И как прежде она кричала деду, так теперь она кричала сестре:

– Шваг, шваг,шваг (молчи)! Голос – это твое богатство. Это твой капитал. А кто швыряет деньги направо и налево? Кто, я тебя спрашиваю?

Сестра смеялась, встряхивая кудряшками, и, перегнувшись через подоконник, бросала в узкий колодец двора переливчатые звуки вокализа: «А-а-а-а». И двор покорно отвечал ей глухим эхом.
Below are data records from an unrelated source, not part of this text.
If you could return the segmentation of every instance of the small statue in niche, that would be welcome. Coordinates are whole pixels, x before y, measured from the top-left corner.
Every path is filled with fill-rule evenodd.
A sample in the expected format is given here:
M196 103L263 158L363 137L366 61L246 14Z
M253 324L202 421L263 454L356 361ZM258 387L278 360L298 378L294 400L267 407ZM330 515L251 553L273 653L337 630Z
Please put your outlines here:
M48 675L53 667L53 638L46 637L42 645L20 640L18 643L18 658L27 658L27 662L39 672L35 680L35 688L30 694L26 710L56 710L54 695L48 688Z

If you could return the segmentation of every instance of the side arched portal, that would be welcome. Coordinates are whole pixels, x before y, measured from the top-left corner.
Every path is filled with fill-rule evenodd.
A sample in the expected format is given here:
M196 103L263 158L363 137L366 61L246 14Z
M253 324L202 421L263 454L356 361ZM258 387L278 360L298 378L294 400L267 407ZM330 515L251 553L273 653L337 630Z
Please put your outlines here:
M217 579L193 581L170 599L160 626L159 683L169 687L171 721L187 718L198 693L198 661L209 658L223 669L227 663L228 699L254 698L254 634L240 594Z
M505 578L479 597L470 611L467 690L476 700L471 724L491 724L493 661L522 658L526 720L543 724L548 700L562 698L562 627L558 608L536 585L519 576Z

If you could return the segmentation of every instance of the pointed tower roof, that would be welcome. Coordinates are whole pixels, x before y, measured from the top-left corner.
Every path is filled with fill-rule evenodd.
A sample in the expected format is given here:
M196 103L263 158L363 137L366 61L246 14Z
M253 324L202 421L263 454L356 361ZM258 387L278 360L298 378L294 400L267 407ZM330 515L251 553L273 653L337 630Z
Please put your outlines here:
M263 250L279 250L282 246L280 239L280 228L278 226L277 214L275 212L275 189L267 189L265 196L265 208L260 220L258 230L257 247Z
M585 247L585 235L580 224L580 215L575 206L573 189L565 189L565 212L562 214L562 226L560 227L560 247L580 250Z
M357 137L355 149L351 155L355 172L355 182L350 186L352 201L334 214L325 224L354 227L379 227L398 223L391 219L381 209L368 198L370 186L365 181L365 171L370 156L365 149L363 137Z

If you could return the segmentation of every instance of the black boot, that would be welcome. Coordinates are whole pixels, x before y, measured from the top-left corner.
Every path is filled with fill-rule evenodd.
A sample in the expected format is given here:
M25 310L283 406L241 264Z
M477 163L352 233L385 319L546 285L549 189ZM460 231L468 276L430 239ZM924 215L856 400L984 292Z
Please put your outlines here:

– Попомни мое слово, эта девочка станет певицей. Не сглазить бы, у нее все для этого есть – и голос, и душа, и красота, – тихо толковала Рива Егору, когда тот по воскресеньям приходил к нам на её знаменитый штрудель с золотистой хрупкой корочкой.

– Слепой сказал – побачим, – угрюмо отвечал Егор, – сейчас такая жизнь – не подмажешь, не поедешь.

– Они же там не слепые, – резко обрывала его Рива, – талант есть талант.

…«Талант есть талант», – упрямо твердила она каждое лето, когда мы с сестрой, притихшие и убитые, не найдя в списках поступивших фамилию Коган, приходили домой. Сестра вяло кивала в ответ.

Садилась на подоконник, обхватив колени руками, долго смотрела в одну точку. Потом невесело встряхивала кудряшками и, вздохнув полной грудью, заводила своим глубоким сильным голосом:

– Уж ты сте-е-епь кругом! Сте-епь широ-о-кая!